In recent decades parts of the total Christmas celebration have become artificial, predictable, and in the long run boring. The feast of Christmas is now seen as a generic holiday, watered down to satisfy political correctness, and geared to the lowest common denominator. What is the lowest common denominator, you may ask. It appears to be the credit card machine. Christmas is blatantly exploited for commercial purposes. The beautiful hymns of years past are played less often, replaced by songs without real content or power to inspire, repeated over and over again. We are caught up in the rush, and we are expected to spend our quota of money to keep the economy going strong.
This superficial Christmas fails to satisfy us, but the real Christmas is genuine, full of surprises, and we are happy to celebrate it each year, no matter how old we get. We are celebrating not an event with only one dimension, but a mystery with endless facets, a mystery which becomes more attractive the more we enter into it. Love is that mystery, whether the love of God which is shown to us in the Christ Child come into our midst. or the love which, empowered by God’s love, we manage to show to one another, often slogging our way through the sites of commercial Christmas to find appropriate gifts.
An event which took place at St. Patrick’s Church a few days ago will help us reflect on one facet in particular of God’s love shown to us in this marvellous feast. Each year in one of the local Halifax Churches there is a memorial service for all the homeless people who have died in the course of the past year. This year was St. Patrick’s turn. Those present are invited to light a candle for a person they remember, and they often briefly speak about that person. Stories of heartbreak and of tragedy, but also of human dignity and resourcefulness. The homeless reveal themselves to us, but also us to ourselves, because in a deep sense we are all homeless. Like the many refugees living within our world, we are all on a journey to a better and more secure place, a place we can call home, not just for a time but forever. The homeless and the refugees know it deep in their bones, we sometimes forget it. But sometimes we do remember when the thought crosses our mind: “What is our world coming to? Can things continue this way? What will it be like for my children and grand-children to live in this world?”
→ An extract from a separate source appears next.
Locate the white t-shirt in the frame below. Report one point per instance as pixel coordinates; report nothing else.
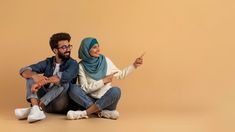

Homeless persons and refugees play a key role in the birth of Christ. Christmas is a feast for the homeless. Towards the end of Mary’s pregnancy, Mary and Joseph were caught up, like refugees of today, in a politically motivated event upsetting for the poor and defenceless people of that day, a census in which you had to return to your place of origin to be counted. Mary and Joseph were homeless at a time when being at home, surrounded with familiar things needed for a birth, was most important. She was ready, but there was no place for her and Joseph, and she gave birth to Jesus in a shelter for animals.
Mary and Joseph were themselves homeless, but those who were the first to visit them according to Luke`s gospel, were also homeless. They knew what it is to be away from home. They may have had a home to go from time to time, but they spent many months with their sheep in the fields, guarding them day and night, and the comforts of home were not available to them as they ceaselessly sought for their sheep the best grazing land available. A life of poverty, of simplicity, of constantly being on the move. They are the ones who first received notice of the birth of a Saviour, and the first to visit the manger. Mary, Joseph, and the shepherds were specially favoured by God because they were homeless.
Paul tells us that when God the Son came into the world, he set aside his divine entitlement, his prerogatives, and totally shared the human condition in all its uncertainty and vulnerability. He could have been born in a palace, with trumpets blaring at his majestic entry into the world, with many slaves to attend to his needs, but instead he was born in a manger, to a couple without resources when they needed them most. And this was the pattern of his public life where, we are told, he often did not have a stone upon which to lay his head.
The question for us today is this: are we completely caught up in the comforts of our familiar surroundings, or is there a part of us which is homeless, insecure, without resources? There may be some of you here this evening who are experiencing homelessness in a painful way, struggling to find a good place to stay, whether in the literal sense of shelter or in a broader sense of relationships and community. But those of us who have a good home, a family, a community to enjoy, are called to be in solidarity with those who are homeless. Their homelessness is our pain and our concern. We are to be homeless with them. This is a season of sharing. Let us share with them something of the abundance we enjoy, and allow them to share with us something of the homelessness they experience. In the end Jesus came to lead us to a better home, a lasting home, a home with God. In this sense we are all homeless, but homeless with a sense of deep trust and confidence in Jesus who shares our homelessness that we might enter into the home of the One who sent him in our midst, the home for which we all yearn with every fibre of our being.